# Boost the Performance of Graph Analytics Workloads

Published: 05/22/2019

Last Updated: 05/22/2019

### Analyze the Graph Benchmarks on Intel® Xeon® Processors

Stijn Eyerman, Wim Heirman, and Kristof Du Bois, research scientists, and Joshua B. Fryman and Ibrahim Hur, principal engineers, Intel Corporation
@IntelDevTools

A graph is an intuitive way of representing a big data set and the relationships between its elements. Each vertex represents an element, and edges connect related elements. Representing data sets as a graph means you can build on the rich history of graph theory. And there are a variety of algorithms to extract useful information from a graph. This article explores the implementation characteristics of basic graph analysis algorithms and how they perform on Intel® Xeon® processors.
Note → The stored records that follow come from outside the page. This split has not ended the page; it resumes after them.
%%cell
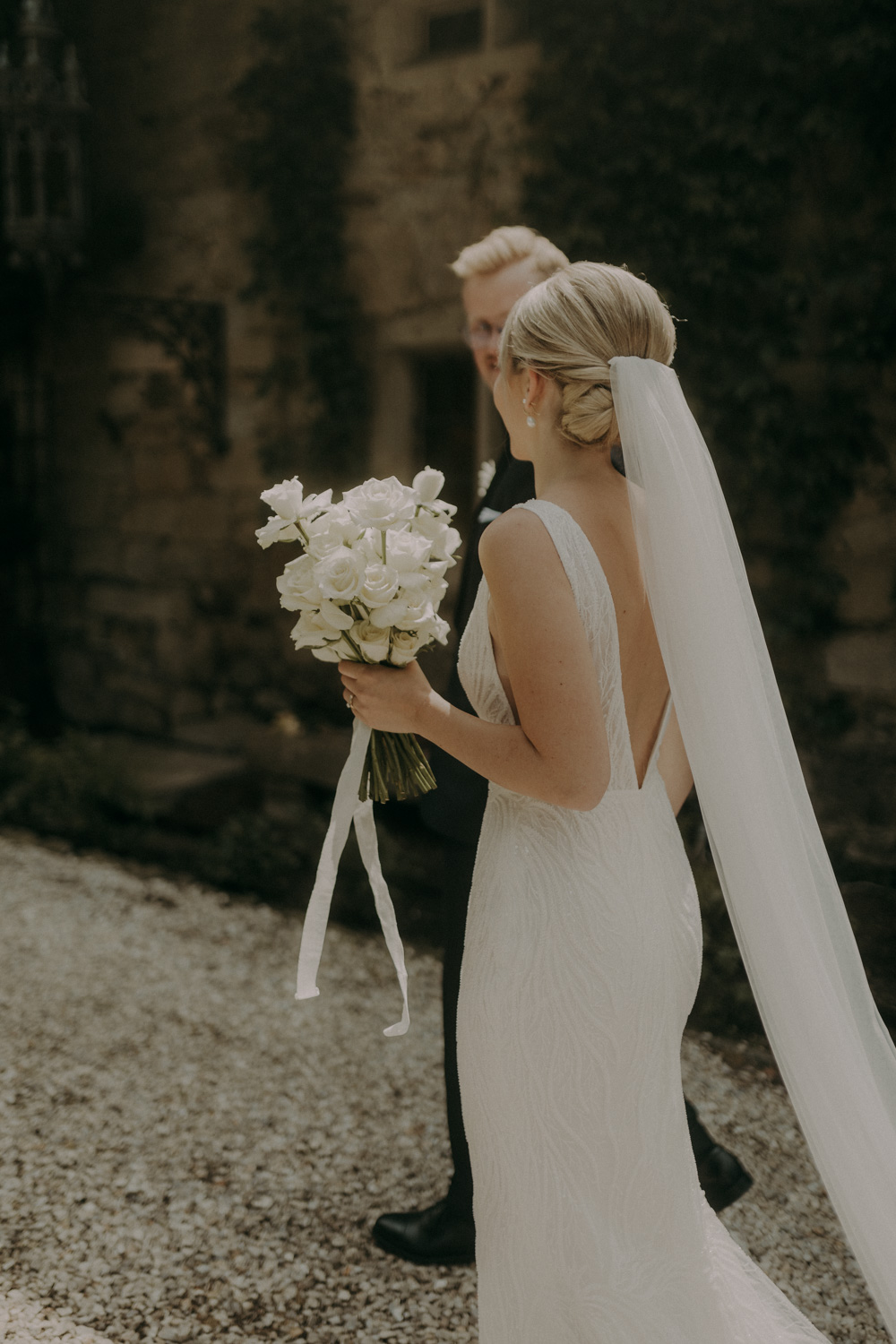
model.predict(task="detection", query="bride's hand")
[339,661,433,733]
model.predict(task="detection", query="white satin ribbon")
[296,719,411,1037]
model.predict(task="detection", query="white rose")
[371,593,435,631]
[414,467,444,504]
[417,615,452,644]
[385,529,433,575]
[262,476,333,523]
[414,513,461,564]
[255,513,298,551]
[318,602,355,631]
[390,631,423,668]
[305,504,358,561]
[262,476,302,523]
[312,640,346,663]
[342,476,417,530]
[277,556,323,612]
[314,546,366,602]
[352,621,390,663]
[361,562,398,607]
[290,610,333,650]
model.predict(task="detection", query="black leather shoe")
[372,1199,476,1265]
[697,1144,753,1214]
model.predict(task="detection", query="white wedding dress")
[458,502,823,1344]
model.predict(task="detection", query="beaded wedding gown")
[458,500,823,1344]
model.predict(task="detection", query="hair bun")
[560,365,616,444]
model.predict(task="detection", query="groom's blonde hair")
[501,261,676,445]
[452,225,570,280]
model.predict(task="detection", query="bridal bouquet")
[255,467,461,803]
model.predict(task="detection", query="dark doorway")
[414,354,476,534]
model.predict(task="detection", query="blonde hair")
[452,225,570,280]
[501,261,676,445]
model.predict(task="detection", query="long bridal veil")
[611,357,896,1338]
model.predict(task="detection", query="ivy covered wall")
[237,0,368,473]
[527,0,896,730]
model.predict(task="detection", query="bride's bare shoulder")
[479,508,556,569]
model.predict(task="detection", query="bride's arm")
[340,510,610,811]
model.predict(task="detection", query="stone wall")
[26,0,896,871]
[41,0,532,739]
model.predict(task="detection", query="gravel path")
[0,833,887,1344]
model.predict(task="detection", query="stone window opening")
[391,0,530,67]
[425,4,485,56]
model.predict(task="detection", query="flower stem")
[358,728,435,803]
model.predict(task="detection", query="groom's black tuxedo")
[420,446,535,849]
[420,446,535,1222]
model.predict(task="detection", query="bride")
[340,263,896,1344]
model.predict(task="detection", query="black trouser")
[442,840,715,1219]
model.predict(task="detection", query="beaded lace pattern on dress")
[458,500,823,1344]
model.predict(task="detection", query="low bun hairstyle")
[501,261,676,446]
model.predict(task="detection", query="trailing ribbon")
[296,719,411,1037]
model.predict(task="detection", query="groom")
[374,225,753,1265]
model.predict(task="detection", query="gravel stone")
[0,832,887,1344]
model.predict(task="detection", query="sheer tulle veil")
[610,357,896,1338]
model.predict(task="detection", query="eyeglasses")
[461,323,504,349]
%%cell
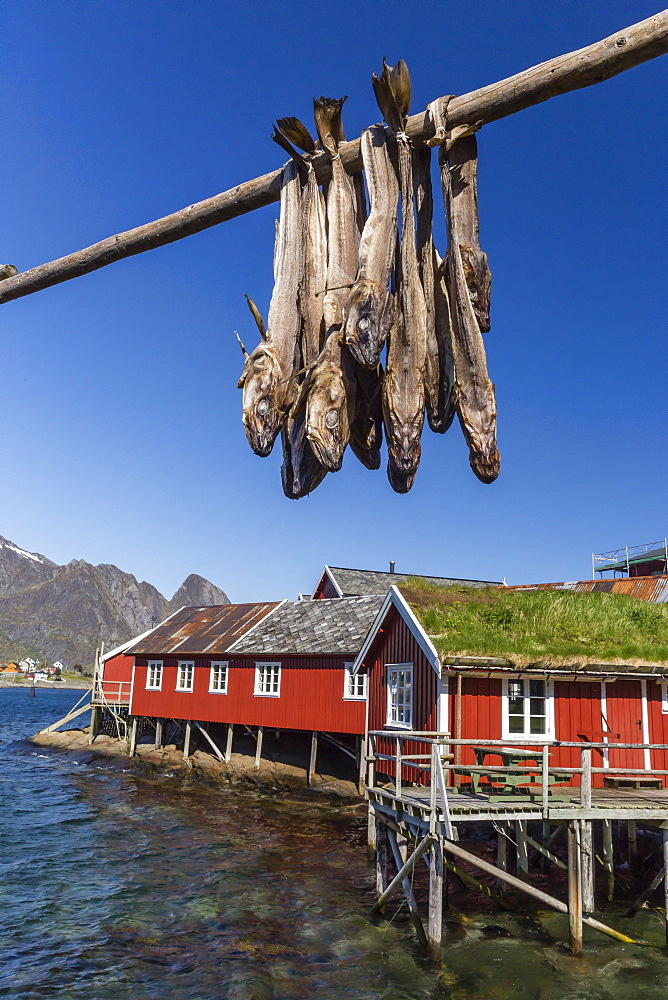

## Graphs and Graph Analytics

A graph is a structured representation of a data set with relationships between elements. Each element is represented as a vertex, and relationships between elements are shown as an edge between two vertices. Both vertices and edges can have attributes representing either the characteristics of the element or the relationship. The vertices to which a vertex is connected through edges are called its neighbors. The number of neighbors is called the degree of a vertex.

Graph analysis applications extract characteristics from a graph (or multiple graphs) that provide useful information, such as:

• Vertices with specific features
• The shortest path between vertices
• Clusters of vertices
• Higher-order relationships among vertices

With the growing availability of big data sets and the need to extract useful information from them, graph analytics applications are becoming an important workload, both in the data center and at the edge.

This study uses the GAP Benchmark Suite,1 a set of common graph algorithms implemented in C++ and optimized by researchers at the University of California, Berkeley for performance on shared memory multicore processors (Table 1). GAP performance is evaluated on a server that's based on the Intel Xeon processor and investigate opportunities to further improve performance.

Table 1. GAP Benchmark Suite overview

Algorithm Abbreviation What it Does
PageRank* pr Calculates the popularity of a vertex by aggregating the popularity of its neighbors
Triangle counting tc Counts the number of triangles (three vertices that are fully connected)
Connected components cc Splits the graph into subgraphs with no edges between them
Single-source shortest path sssp Calculates the shortest path from one vertex to all others
Betweenness centrality bc Calculates the centrality of a vertex, determined by how many shortest paths go through it

## Characteristics of Graph Algorithms

Graph algorithms pose challenging behavior for conventional processor architectures. A typical operation is to fetch the attributes of all neighbors of a vertex. The list of neighbors, determined by the topology of the graph, is usually irregular. This leads to sparse memory accesses―accessing individual elements scattered on a large data structure. Sparse memory accesses have no locality, leading to poor cache use.

Fetching the attributes of the neighbors means using indirect accesses. For example, if N is the array of neighbors of a vertex, and A the array containing the attributes, the attribute of neighbor i is accessed by A[N[i]]. This pattern is difficult to predict and to vectorize, which leads to an underuse of the available compute and memory resources.

Alternatively, graph algorithms generally have a lot of parallelism. The set of algorithms in the GAP suite fall into two categories in terms of parallelism. The first category consists of algorithms that operate on all vertices concurrently (pr, tc, and cc). They have abundant parallelism and can be run across many threads. Their parallelism is only limited by the size of the graph.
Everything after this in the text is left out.